Liquid Water - Areas where the martian atmosphere are higher then normal go above the 'tripoint', where liquid water can exist, though in a smaller tempreture range then earth, in these areas, water can remain liquid between 0 - 10 Centigrade. Areas where the atmostphere would be thicker include deep craters, and massive canyons.
Light - Mars has plenty of light on the surface
Underground:
Liquid Water - Mars is covered in a permafrost that goes very deep into the planet. this permafrost is mostly ice. Mars seems geothermally dormant, but looks can be decieving, unlike earth which 4.8 billion years ago got smacked by a small planetoid, which knocked by a rather sizeable chunk into orbit, and provides enough stress on our crust to keep it thin. Mars has a normal thick crust like most other terrestrial planets. But that does not mean it's asleep, it just means that events happen less often, but on a much larger scale, thus Olympus Mons. So in the deeper parts of the martian crust it is likely warmer, possible with huge ungerground rivers, lakes, and maybe even oceans.
Warmth - see above
Light - we already know that life does not need light
Under the icecaps:
liquid water - liquid water needs 2 things, pressure and heat. the more pressure you have, the less heat it takes.

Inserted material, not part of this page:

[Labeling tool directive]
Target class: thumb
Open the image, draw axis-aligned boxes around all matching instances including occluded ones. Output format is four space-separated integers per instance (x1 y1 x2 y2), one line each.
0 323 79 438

The martian icecaps are huge, and express a great deal of pressure on the lower parts of the icecap. It is not inconcievable that the pressure under the ice could be great enough, to compress the ice into liquid water, and if theres even one tiny geothermal dome or vent under the ice, it's pretty much assured.
Warmth - having warth is well and good, but life does not actually need it. Seeing as how life lives on or in every continent on earth. Some forms of algae actually live IN artic ice, melting it as they need it, by excreting antifreezes.
Light - life does not need light, only energy, which can come so many ways.
Summary:
Despite Mars' harsh conditions, and the obvious fact that the surface is not infested with martian life, the conditions are there for life to exist across large expanses of the planet. Some are more likely then other to harbor life. Most will be microbial, but maybe some will be large enough to see, and maybe even crawl across the surface. The trick to finding this life, is finding where the conditions exist for the life, and waiting to see them wake up.
AfterThought: It is often stated, that mars is too small to sustain a sizable atmosphere neccessary to sustain a living planet. I believe this to be wholey untrue, but rather, that mars had it's atmosphere destroyed by a very massive impact, after most of the free material in the solar system that could replinish it's atmosphere had dissipated. the evidence is in the southern hemisphere, a crater 6 miles deep. The majority of all life on mars would have parished shortly after this impact, but the oceans would take a long time to evaporate and snow down onto the poles. Life during this time would have been adapting to a collapsing ecosystem, finding nitches where ever they lie. These lifeforms could possibly still be there today. They would likely be so fragile, they the very act of discovering them could kill them. We must tred cautious in our exploration of Mars, and hope we find life, but also that it remains living after we find it.